Dans d'autres domaines, les rôles et responsabilités spécifiques des autorités sont encore à définir. Par exemple, au sein de l'UE, des discussions sont en cours sur la manière dont les autorités nationales devraient ou non renforcer leurs fonctions et sur la manière dont elles se coordonneront avec les futures agences chargées de la mise en œuvre de l'architecture européenne de régulation du marché numérique, articulée entre la Loi sur les données, la Loi sur les marchés numériques, la Loi sur les services numériques, la Loi sur la gouvernance des données et la Loi sur l'intelligence artificielle.

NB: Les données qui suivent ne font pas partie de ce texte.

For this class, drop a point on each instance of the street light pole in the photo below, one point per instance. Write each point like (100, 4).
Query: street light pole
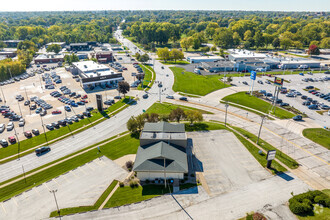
(4, 98)
(262, 121)
(226, 114)
(58, 210)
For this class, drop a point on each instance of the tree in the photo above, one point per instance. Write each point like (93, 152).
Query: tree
(223, 38)
(325, 43)
(177, 114)
(176, 54)
(286, 43)
(313, 50)
(54, 48)
(143, 58)
(186, 42)
(214, 48)
(123, 87)
(152, 117)
(276, 43)
(194, 116)
(132, 124)
(163, 53)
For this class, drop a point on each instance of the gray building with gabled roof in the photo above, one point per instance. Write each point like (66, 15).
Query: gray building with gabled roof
(162, 152)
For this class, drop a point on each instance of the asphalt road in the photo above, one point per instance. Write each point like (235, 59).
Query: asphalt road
(99, 132)
(299, 85)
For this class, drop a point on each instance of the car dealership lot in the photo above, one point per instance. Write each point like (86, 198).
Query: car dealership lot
(297, 84)
(79, 187)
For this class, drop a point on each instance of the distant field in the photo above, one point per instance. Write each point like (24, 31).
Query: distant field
(255, 103)
(192, 83)
(318, 135)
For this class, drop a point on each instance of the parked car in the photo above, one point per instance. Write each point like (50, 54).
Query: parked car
(2, 127)
(42, 150)
(56, 112)
(27, 134)
(35, 131)
(12, 139)
(297, 118)
(21, 122)
(10, 126)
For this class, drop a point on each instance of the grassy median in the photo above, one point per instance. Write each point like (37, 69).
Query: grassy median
(57, 133)
(192, 83)
(253, 102)
(318, 135)
(113, 150)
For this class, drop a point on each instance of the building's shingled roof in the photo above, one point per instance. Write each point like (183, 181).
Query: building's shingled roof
(151, 158)
(164, 127)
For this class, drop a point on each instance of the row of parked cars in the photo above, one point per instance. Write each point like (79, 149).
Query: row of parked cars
(17, 78)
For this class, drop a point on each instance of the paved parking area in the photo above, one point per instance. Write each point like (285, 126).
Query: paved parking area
(226, 163)
(299, 85)
(79, 187)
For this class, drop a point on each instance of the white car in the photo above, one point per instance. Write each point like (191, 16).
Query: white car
(21, 122)
(2, 127)
(10, 126)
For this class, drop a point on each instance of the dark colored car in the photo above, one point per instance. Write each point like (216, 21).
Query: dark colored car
(297, 118)
(42, 150)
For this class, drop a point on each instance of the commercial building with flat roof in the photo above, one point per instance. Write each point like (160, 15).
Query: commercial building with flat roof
(200, 59)
(93, 74)
(240, 54)
(219, 66)
(162, 152)
(49, 58)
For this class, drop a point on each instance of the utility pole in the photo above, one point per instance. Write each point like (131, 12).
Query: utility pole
(24, 173)
(18, 143)
(4, 99)
(58, 210)
(226, 114)
(262, 121)
(43, 126)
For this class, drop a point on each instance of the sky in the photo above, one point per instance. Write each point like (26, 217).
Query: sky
(251, 5)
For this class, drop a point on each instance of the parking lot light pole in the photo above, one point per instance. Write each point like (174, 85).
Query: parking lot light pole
(43, 126)
(226, 114)
(262, 121)
(58, 210)
(3, 95)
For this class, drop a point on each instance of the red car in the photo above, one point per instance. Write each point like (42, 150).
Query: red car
(56, 112)
(28, 134)
(12, 139)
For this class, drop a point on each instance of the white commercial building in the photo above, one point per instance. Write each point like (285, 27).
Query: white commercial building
(93, 74)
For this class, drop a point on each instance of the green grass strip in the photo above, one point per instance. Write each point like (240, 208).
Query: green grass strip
(98, 203)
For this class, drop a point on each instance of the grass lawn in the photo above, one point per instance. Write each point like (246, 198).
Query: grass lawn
(253, 102)
(261, 158)
(192, 83)
(98, 203)
(290, 162)
(165, 108)
(56, 133)
(113, 150)
(178, 62)
(204, 126)
(127, 195)
(318, 135)
(318, 214)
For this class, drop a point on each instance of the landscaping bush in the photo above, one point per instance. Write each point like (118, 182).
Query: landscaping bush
(303, 203)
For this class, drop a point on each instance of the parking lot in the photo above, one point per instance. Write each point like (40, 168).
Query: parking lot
(295, 83)
(226, 163)
(79, 187)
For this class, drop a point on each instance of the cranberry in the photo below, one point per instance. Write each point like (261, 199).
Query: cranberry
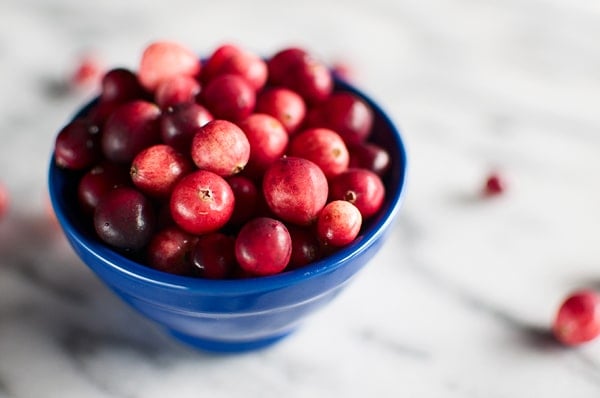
(125, 219)
(305, 246)
(494, 184)
(170, 251)
(294, 68)
(366, 155)
(179, 123)
(213, 256)
(246, 194)
(220, 146)
(285, 105)
(339, 223)
(4, 200)
(229, 97)
(121, 85)
(361, 187)
(176, 90)
(163, 60)
(344, 113)
(202, 202)
(578, 318)
(324, 147)
(132, 127)
(295, 189)
(156, 169)
(263, 246)
(99, 180)
(77, 145)
(230, 59)
(268, 141)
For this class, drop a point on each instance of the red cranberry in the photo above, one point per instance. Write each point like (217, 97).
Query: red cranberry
(132, 127)
(263, 246)
(285, 105)
(77, 145)
(156, 169)
(220, 146)
(362, 188)
(339, 223)
(99, 180)
(268, 141)
(164, 60)
(170, 251)
(246, 199)
(578, 318)
(179, 123)
(494, 184)
(202, 202)
(344, 113)
(324, 147)
(294, 68)
(125, 219)
(213, 256)
(121, 85)
(176, 90)
(229, 97)
(295, 189)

Les pays étudient également la possibilité d’une coopération intersectorielle plus formelle entre les régulateurs, étant donné que la transformation numérique touche un certain nombre de domaines réglementaires, notamment les communications, les données, le contenu, les services financiers, la protection des consommateurs et la concurrence (OCDE, à paraître[115] ; OCDE, 2021[108] ; OCDE, 2021[116]). Entre autres exemples notables, citons le Digital Regulation Co-operation Forum (DRCF) du Royaume-Uni,29 la Digital Regulation Co-operation Platform des Pays-Bas30 et les orientations conjointes sur la réglementation et les plateformes de big data élaborées par trois régulateurs italiens.31 Ces structures vont au-delà du simple partage d’informations et peuvent inclure la mise en commun de l’expertise et des ressources, la communication des résultats et un soutien mutuel pour les procédures d’application. Dans une première affaire impliquant une plateforme numérique, la DRCF du Royaume-Uni contribue à trouver un équilibre entre les préoccupations relatives à la vie privée et à la concurrence, par exemple. La proposition législative de l'Union européenne relative à la loi sur les services numériques prévoit un mécanisme de coopération et de coordination pour la supervision des obligations qu'elle impose aux services en ligne et aux plateformes (Commission européenne, 2020[117]).
Il convient de souligner qu'en l'absence d'une coordination transfrontalière appropriée, les initiatives réglementaires qui mettent l’accent uniquement sur le niveau national risquent de compromettre l'efficacité des régulateurs et des régimes réglementaires, sapant ainsi les avantages que peuvent en tirer les sociétés démocratiques. En particulier, les régulateurs doivent faire face à d’importantes asymétries d’information lorsqu’ils ont affaire à des plateformes numériques et à leurs modèles économiques basés sur des algorithmes. L’application de la réglementation est mise à mal par la nature transfrontalière des plateformes et l’incertitude quant à la responsabilité à appliquer depuis les plateformes numériques vers les différents acteurs du marché. En outre, le rythme et la portée de l’innovation sur ces marchés rendent souvent obsolètes les frontières traditionnelles et les régimes de gouvernance existants. La plupart des régulateurs nationaux ne sont pas habilités à réglementer les plateformes numériques et ne disposent pas des capacités institutionnelles et des ressources adéquates pour le faire. En outre, les tribunaux et d'autres acteurs du système judiciaire sont également confrontés à certains de ces problèmes d'application (Encadré 5.4). Face à des défis multidimensionnels variés , qui vont de la concurrence à la protection des données en passant par la modération du contenu, une coordination de grande envergure s’impose au niveau national et mondial, ainsi qu’une clarification des rôles entre les organismes publics et les acteurs. La coopération internationale au sens large est abordée plus en détail dans la section suivante.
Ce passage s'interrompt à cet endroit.